Terverifikasi Administratif dan Faktual oleh Dewan Pers
Pemanfaatan legiun asing di kompetisi sepak bola Indonesia tak terbatas di kasta tertinggi. Klub-klub level kedua, yang dulu diberi nama Divisi Utama (DU), juga seperti berlomba-lomba memakai jasa pemain impor.
Penulis: Andrew Sihombing/Gonang Susatyo/Suci Rahayu/Yuki Chandra
Beberapa nama asing yang sempat memperkuat klub kasta kedua ini pun tidak sembarangan.

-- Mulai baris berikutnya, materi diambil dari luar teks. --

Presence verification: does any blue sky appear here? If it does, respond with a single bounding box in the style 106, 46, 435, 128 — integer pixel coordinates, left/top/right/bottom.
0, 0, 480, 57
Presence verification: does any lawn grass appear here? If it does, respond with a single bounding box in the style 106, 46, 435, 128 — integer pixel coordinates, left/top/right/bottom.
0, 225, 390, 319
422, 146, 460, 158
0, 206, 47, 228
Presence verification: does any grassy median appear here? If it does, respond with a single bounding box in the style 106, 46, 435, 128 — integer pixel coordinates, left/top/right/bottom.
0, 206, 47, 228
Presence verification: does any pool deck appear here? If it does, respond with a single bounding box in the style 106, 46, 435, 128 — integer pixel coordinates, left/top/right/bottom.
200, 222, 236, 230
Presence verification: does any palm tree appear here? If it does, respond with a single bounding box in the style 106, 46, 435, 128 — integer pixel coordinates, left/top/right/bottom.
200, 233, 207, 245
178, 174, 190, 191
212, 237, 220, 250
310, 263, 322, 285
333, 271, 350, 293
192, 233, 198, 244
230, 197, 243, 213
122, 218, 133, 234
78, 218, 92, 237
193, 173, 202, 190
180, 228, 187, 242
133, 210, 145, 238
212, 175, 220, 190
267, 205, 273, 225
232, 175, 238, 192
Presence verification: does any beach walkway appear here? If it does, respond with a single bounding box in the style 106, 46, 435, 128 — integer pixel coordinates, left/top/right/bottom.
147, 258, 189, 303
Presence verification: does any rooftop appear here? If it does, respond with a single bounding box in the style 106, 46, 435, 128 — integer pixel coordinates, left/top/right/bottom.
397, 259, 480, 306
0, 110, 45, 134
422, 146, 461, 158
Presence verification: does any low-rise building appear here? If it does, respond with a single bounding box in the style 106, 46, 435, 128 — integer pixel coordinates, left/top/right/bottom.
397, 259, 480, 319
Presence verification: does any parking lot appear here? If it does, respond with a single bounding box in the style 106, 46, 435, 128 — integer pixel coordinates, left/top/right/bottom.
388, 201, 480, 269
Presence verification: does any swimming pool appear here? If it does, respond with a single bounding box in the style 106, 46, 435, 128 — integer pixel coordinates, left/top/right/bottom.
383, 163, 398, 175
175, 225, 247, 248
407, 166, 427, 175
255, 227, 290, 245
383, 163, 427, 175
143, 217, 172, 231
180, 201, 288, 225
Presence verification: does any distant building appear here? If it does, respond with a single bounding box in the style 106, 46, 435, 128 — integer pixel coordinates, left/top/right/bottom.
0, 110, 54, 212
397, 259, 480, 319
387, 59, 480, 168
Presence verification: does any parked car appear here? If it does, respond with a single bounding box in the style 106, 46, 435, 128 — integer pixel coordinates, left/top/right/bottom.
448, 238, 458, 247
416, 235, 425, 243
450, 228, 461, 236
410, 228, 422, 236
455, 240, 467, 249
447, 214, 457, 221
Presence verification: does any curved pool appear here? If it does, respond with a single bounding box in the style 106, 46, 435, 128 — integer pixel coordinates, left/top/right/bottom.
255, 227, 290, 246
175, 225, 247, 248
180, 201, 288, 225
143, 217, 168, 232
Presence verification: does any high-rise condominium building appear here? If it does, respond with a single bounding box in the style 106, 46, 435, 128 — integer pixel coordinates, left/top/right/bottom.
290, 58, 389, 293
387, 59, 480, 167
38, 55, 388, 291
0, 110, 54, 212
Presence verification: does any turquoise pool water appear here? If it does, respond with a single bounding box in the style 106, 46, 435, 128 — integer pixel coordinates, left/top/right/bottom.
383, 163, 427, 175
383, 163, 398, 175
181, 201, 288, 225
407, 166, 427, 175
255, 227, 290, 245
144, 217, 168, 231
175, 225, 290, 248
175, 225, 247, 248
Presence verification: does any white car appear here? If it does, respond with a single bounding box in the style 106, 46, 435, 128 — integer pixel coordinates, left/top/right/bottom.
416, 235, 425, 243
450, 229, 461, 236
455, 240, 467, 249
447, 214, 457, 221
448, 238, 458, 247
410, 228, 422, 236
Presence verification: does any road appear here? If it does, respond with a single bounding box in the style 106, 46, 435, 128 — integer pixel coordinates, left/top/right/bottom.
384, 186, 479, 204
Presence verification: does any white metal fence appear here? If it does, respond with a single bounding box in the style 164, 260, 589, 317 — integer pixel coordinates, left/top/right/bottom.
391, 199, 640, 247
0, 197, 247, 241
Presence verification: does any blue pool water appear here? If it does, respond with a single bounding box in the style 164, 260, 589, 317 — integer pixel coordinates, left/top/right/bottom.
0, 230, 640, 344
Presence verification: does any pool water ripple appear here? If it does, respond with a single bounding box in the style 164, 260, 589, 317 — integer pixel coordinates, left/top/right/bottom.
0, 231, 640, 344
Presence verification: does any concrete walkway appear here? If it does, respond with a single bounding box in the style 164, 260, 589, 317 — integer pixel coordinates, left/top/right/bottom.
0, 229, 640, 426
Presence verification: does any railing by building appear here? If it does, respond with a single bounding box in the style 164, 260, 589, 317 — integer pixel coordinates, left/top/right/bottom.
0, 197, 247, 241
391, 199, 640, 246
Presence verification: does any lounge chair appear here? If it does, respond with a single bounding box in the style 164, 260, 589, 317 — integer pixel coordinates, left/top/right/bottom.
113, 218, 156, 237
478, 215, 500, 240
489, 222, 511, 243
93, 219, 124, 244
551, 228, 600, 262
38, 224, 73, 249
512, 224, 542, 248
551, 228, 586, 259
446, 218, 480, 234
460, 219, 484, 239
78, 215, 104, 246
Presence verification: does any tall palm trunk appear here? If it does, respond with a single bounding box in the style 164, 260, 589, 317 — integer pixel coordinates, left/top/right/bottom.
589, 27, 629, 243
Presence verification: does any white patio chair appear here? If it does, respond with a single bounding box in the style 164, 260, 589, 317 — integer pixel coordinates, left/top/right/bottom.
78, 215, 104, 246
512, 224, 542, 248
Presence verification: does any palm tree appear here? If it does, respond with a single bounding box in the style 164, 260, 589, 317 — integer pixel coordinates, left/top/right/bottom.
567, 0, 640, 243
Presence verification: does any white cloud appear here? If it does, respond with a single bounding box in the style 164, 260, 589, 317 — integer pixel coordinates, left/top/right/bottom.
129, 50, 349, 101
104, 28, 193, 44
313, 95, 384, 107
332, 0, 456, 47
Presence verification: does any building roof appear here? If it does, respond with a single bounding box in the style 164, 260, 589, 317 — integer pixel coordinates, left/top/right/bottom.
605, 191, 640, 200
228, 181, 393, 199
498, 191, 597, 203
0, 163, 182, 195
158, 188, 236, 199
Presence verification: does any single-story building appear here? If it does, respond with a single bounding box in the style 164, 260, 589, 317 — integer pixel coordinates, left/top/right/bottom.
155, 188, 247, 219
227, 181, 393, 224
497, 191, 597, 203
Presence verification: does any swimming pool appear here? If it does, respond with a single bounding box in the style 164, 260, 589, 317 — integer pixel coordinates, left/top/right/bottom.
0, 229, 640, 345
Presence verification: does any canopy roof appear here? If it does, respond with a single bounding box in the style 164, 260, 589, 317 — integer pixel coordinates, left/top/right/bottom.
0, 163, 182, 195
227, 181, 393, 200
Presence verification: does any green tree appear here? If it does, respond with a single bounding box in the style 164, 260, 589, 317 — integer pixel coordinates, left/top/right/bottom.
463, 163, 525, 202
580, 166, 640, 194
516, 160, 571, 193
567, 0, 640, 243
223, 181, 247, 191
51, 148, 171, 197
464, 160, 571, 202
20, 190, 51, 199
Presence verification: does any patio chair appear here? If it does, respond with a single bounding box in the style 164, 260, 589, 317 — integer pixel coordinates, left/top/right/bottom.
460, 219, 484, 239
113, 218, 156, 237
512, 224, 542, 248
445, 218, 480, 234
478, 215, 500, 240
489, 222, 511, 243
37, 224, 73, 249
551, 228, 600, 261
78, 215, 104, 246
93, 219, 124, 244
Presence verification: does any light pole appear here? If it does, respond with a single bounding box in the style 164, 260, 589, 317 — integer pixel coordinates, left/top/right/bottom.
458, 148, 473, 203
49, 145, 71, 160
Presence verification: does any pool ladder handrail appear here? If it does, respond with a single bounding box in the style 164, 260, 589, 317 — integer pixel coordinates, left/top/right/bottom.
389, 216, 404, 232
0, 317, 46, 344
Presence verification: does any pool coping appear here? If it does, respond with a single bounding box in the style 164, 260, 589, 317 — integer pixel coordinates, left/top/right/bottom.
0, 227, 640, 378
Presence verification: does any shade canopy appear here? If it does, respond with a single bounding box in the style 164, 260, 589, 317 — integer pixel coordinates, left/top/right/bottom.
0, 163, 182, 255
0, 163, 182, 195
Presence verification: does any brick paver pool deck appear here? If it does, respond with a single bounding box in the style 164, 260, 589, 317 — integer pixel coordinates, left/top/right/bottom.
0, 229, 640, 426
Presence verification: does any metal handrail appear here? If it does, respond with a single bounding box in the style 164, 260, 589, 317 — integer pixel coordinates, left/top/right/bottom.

Sebut saja di antaranya Antonio Claudio (Villa 2000), Ronald Fagundez (PSIS Semarang), Danilo Fernando (Pusamania Borneo FC), hingga Kristian Adelmund (PSS Sleman).
Keran pemain impor baru dihentikan pada musim 2015. Ketika itu, PSSI beralasan bahwa DU lebih ditujukan untuk pembinaan sehingga sebaiknya hanya memakai talenta lokal.
Alasan ini sebenarnya agak bertolak belakang dengan hakikat Divisi Utama yang ketika itu sudah merupakan kompetisi profesional, yang tentunya berorientasi pada hasil.
Namun, kontestan DU ketika itu tak menentang karena mayoritas klub toh tak punya kekuatan finansial yang cukup untuk membayar gaji pemain asing.
Tragedi
Menjelang bergulirnya Liga 2, nama pengganti bagi DU, PSSI lewat Ketua Umum Edy Rahmayadi kembali menegaskan sikap. Klub peserta Liga 2 tetap dilarang memakai jasa legiun impor.
Riak-riak penentangan memang terdengar. PSIS Semarang misalnya, menyebut pemain asing bisa meningkatkan daya tarik kompetisi di mata penonton dan sponsor.
"Bila ada pemain asing, masyarakat semakin tertarik menonton ke stadion. Hal ini tentu akan membantu klub yang hingga saat ini masih bergantung pada hasil penjualan tiket sebagai sumber pemasukan," kata Manajer PSIS, Wahyu Winarto.
PSPS Pekanbaru setali tiga uang. "Klub di Liga 2 membutuhkan pemain asing seperti halnya Liga 1. Cukup satu saja tiap klub. Tapi, mesti ada aturan tegas agar pemain asing yang didatangkan benar-benar berkualitas," ujar pelatih Philip Hansen.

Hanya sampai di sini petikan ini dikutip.